The Sports View
As the NFL season comes to a close, personnel decisions are merely beginning for each team.
The most noted change thus far is the firing of Minnesota Vikings head coach Dennis Green. This decision was made after a dismal year for the NFC team.
Green has been the head coach for the purple people eaters for the past 10 seasons. During these seasons the team has made several playoff appearances, in fact only two seasons have passed that the team has not been in post season play under Green. During this time, the Vikings have captured four divisional titles under Green's command.
This is the first season in Green's career as head coach for the Vike's that the team has finished below 50 percent. This fact raises the question, why fire Denny Green?

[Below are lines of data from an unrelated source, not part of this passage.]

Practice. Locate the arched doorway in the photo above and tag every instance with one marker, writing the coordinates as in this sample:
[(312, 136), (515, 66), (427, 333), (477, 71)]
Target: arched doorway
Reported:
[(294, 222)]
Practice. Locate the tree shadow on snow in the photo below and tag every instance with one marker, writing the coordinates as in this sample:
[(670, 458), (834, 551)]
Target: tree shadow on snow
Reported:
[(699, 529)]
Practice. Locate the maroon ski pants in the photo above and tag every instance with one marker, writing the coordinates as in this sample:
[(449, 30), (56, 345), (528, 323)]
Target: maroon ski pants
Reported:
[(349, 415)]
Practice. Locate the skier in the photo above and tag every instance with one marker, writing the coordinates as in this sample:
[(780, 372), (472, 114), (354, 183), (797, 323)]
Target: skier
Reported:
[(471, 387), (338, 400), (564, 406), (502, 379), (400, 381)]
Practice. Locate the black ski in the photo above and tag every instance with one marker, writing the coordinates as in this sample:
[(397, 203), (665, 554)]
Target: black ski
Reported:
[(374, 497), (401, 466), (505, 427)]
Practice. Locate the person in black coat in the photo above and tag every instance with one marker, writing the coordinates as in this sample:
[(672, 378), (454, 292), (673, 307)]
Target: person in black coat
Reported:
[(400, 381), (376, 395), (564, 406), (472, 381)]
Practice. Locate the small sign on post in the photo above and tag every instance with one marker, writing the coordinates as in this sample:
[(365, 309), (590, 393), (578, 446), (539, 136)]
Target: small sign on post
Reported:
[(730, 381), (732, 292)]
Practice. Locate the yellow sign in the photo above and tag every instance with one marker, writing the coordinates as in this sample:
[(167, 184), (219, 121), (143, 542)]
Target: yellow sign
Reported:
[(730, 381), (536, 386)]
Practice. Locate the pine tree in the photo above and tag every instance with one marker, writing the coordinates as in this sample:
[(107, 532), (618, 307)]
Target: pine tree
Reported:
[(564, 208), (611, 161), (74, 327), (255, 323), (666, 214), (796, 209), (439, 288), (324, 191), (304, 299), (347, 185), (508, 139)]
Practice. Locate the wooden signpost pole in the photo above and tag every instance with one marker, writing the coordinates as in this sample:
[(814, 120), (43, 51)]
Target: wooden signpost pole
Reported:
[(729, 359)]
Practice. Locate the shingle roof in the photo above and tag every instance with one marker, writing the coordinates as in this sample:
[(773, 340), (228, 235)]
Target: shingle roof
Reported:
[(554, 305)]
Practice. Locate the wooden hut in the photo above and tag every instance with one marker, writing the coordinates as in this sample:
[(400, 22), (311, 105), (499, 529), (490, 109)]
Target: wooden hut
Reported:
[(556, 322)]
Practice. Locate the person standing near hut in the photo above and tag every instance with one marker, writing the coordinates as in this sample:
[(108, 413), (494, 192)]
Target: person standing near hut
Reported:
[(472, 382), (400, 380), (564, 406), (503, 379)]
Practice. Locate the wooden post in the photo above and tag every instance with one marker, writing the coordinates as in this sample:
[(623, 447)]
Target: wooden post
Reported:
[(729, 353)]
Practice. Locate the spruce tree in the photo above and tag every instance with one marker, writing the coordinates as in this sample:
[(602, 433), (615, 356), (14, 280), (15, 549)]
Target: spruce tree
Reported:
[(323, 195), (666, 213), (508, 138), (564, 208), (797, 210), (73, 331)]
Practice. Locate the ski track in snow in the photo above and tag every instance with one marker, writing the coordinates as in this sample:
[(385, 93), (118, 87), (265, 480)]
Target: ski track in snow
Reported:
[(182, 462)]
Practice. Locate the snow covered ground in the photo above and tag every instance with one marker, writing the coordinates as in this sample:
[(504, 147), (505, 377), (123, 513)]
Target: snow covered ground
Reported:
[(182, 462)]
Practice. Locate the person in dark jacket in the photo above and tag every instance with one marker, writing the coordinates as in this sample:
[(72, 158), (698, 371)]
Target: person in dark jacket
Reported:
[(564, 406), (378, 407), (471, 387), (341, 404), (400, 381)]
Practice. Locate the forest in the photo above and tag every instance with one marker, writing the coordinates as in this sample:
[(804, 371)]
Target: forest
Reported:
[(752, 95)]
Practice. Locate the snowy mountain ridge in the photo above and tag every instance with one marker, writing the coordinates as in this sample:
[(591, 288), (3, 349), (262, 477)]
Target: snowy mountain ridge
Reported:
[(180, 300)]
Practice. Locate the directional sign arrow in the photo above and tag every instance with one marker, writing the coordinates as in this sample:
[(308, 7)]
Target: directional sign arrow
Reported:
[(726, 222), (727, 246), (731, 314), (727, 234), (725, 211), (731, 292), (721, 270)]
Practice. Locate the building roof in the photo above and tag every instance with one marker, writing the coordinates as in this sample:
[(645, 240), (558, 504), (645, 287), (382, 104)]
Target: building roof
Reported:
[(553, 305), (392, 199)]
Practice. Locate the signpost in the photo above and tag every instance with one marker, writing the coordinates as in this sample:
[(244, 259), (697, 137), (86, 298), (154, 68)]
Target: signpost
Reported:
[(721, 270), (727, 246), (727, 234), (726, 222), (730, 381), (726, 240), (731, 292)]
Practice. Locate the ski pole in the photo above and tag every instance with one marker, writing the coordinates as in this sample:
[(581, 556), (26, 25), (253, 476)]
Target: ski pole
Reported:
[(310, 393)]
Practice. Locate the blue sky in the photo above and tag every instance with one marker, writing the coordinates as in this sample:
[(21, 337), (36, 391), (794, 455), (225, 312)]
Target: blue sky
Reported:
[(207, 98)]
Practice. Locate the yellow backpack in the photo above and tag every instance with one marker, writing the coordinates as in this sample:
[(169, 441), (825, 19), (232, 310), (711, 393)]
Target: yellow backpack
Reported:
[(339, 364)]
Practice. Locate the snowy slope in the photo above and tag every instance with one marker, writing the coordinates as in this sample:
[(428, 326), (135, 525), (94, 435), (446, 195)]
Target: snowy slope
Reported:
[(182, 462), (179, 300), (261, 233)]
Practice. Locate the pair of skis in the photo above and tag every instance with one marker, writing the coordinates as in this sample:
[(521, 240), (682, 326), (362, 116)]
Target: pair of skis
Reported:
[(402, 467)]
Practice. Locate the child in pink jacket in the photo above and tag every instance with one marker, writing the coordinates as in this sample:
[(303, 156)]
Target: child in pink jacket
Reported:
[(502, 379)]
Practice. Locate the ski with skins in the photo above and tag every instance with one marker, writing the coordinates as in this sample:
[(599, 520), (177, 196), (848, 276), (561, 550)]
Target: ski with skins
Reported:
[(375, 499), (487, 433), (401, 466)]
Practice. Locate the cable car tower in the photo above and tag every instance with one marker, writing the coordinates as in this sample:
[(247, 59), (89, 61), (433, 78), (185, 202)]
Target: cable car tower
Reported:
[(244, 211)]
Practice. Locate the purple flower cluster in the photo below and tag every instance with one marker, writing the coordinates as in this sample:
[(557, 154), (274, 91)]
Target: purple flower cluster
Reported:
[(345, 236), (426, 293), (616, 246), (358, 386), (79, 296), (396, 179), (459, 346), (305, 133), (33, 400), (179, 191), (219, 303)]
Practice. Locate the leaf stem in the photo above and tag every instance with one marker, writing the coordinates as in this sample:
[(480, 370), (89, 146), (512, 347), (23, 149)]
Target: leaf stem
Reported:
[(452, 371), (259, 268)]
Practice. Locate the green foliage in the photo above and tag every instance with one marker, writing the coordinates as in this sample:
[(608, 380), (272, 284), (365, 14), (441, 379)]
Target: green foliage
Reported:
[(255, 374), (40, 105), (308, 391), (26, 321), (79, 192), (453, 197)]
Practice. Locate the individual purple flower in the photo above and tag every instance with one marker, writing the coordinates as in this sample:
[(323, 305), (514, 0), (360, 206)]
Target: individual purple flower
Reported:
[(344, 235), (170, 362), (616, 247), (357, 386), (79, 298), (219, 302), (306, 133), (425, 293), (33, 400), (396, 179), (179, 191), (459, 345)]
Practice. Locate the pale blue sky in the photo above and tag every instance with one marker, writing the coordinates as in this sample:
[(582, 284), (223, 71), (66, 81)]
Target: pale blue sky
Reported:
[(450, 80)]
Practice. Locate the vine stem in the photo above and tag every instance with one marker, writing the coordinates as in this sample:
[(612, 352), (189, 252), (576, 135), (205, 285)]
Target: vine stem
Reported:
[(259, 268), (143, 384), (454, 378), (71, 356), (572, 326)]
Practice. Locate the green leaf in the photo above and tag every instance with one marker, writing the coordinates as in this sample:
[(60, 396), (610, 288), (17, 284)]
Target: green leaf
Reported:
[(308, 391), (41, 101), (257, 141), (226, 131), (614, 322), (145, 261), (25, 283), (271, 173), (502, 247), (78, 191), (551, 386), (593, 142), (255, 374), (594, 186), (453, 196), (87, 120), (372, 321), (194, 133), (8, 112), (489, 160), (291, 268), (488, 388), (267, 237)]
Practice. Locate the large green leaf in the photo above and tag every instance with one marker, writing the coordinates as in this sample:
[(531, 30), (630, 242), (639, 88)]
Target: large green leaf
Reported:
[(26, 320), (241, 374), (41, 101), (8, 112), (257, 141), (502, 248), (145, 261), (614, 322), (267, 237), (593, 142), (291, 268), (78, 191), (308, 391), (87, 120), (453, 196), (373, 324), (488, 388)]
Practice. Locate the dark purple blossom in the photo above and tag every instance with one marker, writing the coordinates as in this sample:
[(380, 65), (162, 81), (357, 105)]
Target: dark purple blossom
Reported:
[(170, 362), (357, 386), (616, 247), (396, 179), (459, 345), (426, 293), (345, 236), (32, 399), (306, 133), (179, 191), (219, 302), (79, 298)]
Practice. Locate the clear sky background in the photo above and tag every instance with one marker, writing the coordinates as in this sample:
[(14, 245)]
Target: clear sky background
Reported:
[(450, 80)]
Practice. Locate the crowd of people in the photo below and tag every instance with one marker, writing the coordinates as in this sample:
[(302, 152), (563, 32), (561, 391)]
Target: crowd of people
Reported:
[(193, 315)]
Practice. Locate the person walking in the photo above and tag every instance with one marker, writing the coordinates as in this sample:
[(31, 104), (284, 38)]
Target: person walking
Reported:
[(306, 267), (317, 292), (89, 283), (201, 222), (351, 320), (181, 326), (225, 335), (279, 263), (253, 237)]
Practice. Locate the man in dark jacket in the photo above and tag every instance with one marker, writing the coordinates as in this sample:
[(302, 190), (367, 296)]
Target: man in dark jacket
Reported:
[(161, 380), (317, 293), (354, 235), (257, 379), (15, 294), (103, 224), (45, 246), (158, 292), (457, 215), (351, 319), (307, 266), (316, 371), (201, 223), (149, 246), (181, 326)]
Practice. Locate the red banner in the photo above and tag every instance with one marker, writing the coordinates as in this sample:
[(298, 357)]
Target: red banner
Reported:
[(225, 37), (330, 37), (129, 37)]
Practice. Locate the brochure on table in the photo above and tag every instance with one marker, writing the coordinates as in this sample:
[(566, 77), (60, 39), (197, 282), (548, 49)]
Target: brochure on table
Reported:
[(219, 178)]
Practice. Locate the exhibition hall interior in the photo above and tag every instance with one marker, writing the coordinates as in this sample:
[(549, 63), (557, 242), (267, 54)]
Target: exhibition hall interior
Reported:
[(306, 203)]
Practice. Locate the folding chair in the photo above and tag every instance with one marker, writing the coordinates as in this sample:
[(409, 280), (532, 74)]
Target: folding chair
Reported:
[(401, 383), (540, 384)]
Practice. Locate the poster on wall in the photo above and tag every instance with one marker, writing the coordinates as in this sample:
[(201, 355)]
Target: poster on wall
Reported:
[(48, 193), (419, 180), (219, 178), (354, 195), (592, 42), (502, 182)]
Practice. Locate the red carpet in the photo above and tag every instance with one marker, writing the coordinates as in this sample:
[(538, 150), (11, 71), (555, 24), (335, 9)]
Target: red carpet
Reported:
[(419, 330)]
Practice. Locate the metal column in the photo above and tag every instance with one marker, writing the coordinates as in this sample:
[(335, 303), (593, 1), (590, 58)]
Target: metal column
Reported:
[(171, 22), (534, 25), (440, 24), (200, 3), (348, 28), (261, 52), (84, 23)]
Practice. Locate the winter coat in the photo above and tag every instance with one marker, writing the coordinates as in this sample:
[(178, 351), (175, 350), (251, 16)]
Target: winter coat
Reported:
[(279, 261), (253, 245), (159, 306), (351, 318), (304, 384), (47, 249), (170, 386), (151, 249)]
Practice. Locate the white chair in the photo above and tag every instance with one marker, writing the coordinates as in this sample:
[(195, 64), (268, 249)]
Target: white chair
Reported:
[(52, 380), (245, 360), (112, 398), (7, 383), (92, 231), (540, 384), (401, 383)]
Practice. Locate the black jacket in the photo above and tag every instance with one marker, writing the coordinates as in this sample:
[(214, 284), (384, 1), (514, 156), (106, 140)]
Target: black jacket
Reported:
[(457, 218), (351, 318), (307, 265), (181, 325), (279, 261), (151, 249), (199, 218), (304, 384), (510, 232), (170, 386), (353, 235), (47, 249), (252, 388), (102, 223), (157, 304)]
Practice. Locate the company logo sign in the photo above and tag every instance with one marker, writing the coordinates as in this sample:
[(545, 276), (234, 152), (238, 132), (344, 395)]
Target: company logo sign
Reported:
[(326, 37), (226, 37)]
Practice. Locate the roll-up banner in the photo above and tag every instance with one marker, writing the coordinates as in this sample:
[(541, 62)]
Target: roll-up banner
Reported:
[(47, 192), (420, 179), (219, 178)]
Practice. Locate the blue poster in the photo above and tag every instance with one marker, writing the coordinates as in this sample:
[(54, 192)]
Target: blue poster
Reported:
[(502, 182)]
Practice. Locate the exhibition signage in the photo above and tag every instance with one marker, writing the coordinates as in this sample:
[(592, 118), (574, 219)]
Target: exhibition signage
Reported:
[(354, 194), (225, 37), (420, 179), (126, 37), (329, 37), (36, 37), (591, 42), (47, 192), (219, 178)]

The Vikings have two more years on Green's contract, however the team's management feels that it is time to shut the door to a legacy. This decision is because of a season which ended with the Vikings record being only 5-10 for the season.
After a decade of great football, Green's team just did not make it big in the NFL this past season. For this, the head coach is the man to be punished for this record.
I personally think that the Vikings are slitting their own throats. Coach Green is a highly regarded coach who knows the game of football better than most. This is a man who lives and breathes the game of football, and is also just a nice guy.
I think that if the Vikings are that set on having a better season next year, they must first look at the players, not the coach.
The Vikings main man, Randy Moss has elevated himself upon a high and mighty throne this season. According to Moss when questioned about the dismal season, Moss responded, "I play when I want to play." What kind of attitude is that to have? I guess if you're a multimillion dollar player who gets paid the boo-goo bucks whether you play or not, you earn an instant ego.
What the Vikings should do is not fire Denny Green and instead, lower the players wages for games that they decide to play poorly in. Maybe this would ensure that the team and its individual players give 110 percent every game, and not just when they feel the urge to.
Maybe by monitoring players performance, the team will save some cash and ensure that big name athletes earn their money just like the rest of the working class of America.
The losing season does not always lie on the coaches shoulders. Sometimes the material the coach has to work with is the real problem.